Fuente: Wikipedia, “http://es.wikipedia.org/wiki/Gustavo_Machado”

 


Discurso pronunciado por Jesús Faría, Secretario General del Partido Comunista de Venezuela, con motivo del 86° Aniversario del Nacimiento de Gustavo Machado.

 

Queridos amigos y camaradas:

Tuve mis primeras noticias de Gustavo Machado inmediatamente des­pués del victorioso asalto a Curazao y desembarco y combate en La Vela de Coro, ambos con un día de por medio, en junio de 1929. En esta última plaza militar, se decía, y era verdad, había caído muerto en combate el “ge­neral” gomecista Laclé.

Los insurrectos encabezados por Gustavo fueron dispersados por la superioridad militar del enemigo.
Yo era obrero petrolero en Lagunillas, veinte años de edad y analfabe­to como casi todos los de mi generación.

La noticia de los asaltos a Curazao y La Vela nos llegó en forma de una recluta, no selectiva como en otros años, sino como una redada masiva. Ade­más, se hablaba de prepararnos para entrar en combate contra los “traido­res a la patria” que pretendían derrocar al “benemérito” fondeado en el go­bierno desde hacía más de veinte años.
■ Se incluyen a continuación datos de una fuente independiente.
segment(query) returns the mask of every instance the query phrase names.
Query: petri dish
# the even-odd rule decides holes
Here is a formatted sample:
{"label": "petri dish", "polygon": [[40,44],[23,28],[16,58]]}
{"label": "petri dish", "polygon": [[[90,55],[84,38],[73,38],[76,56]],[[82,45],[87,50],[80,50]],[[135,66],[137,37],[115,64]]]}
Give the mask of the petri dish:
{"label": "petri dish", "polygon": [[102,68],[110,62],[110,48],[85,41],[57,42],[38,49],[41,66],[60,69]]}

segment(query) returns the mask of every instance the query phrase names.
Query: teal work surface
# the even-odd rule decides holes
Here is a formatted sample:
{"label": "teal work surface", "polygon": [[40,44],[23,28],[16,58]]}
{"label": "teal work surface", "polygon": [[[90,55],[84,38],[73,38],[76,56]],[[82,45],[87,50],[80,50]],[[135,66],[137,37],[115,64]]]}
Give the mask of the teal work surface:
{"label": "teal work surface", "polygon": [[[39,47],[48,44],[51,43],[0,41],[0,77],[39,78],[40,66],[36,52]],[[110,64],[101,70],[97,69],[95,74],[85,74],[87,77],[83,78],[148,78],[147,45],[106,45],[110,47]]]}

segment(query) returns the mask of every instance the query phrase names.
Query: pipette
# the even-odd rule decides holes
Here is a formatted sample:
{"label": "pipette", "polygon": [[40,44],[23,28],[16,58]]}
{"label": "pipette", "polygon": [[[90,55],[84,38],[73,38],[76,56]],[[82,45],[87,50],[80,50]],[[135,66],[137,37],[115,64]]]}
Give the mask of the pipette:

Nos retenían dentro de las alambradas de las compañías petroleras a la espera de suboficiales y armas para partir al frente de guerra. Sin embargo, el pánico en las filas civiles y militares del gomecismo cedió paso a una especie de jaquetonería cuando se conoció la escasa cuantía de hombres y armas de los insurrectos, ya dispersados después del combate en el puerto veleño.

Este hecho, unido a la actitud de las petroleras, que reclamaban el per­sonal ausente, pues aquella recluta se convirtió, en cierto sentido, un paro general, porque los que no habían caído en la recluta andaban huyendo, produjeron la desmovilización. Así, pues, centenares de trabajadores pe­troleros estuvimos a punto de ingresar en la guerra civil contra nuestros hermanos que se habían unido a Gustavo Machado para tratar de liberarnos de la tiranía gomecista que nos oprimía.

Aquella recluta de junio de 1929 fue mi primera incursión en la polí­tica y estuvimos a punto de combatir con las armas en la mano al bravo com­patriota que habría de proclamar en 1936: “Yo soy comunista”, sabiendo como sabía que tal declaración estaba penada por la Constitución Nacional con veinte años de presidio por “traidor a la patria”.

Trece años después de aquel junio sangriento conocí a Gustavo Macha­do en Bucaramanga. Yo había ido a esta ciudad junto con Juan Fuenmayor a un Congreso de Trabajadores y Gustavo Machado que vivía en Bogotá vino para hablar con nosotros. En Bucaramanga nos reunimos con Gilberto Vieira, Lombardo Toledano y otros dirigentes políticos y sindicales de re­nombre. Yo los escuchaba fascinado y feliz. Gustavo me resultó una perso­nalidad encantadora por su sencillez tan natural. Lo mismo que Fuenmayor, me trata con respeto, como si fuéramos iguales. Ambos me ayudaron a com­prender algo sobre la política colombiana, muy distinta por aquellos tiem­pos a cuánto yo había vivido en mi patria.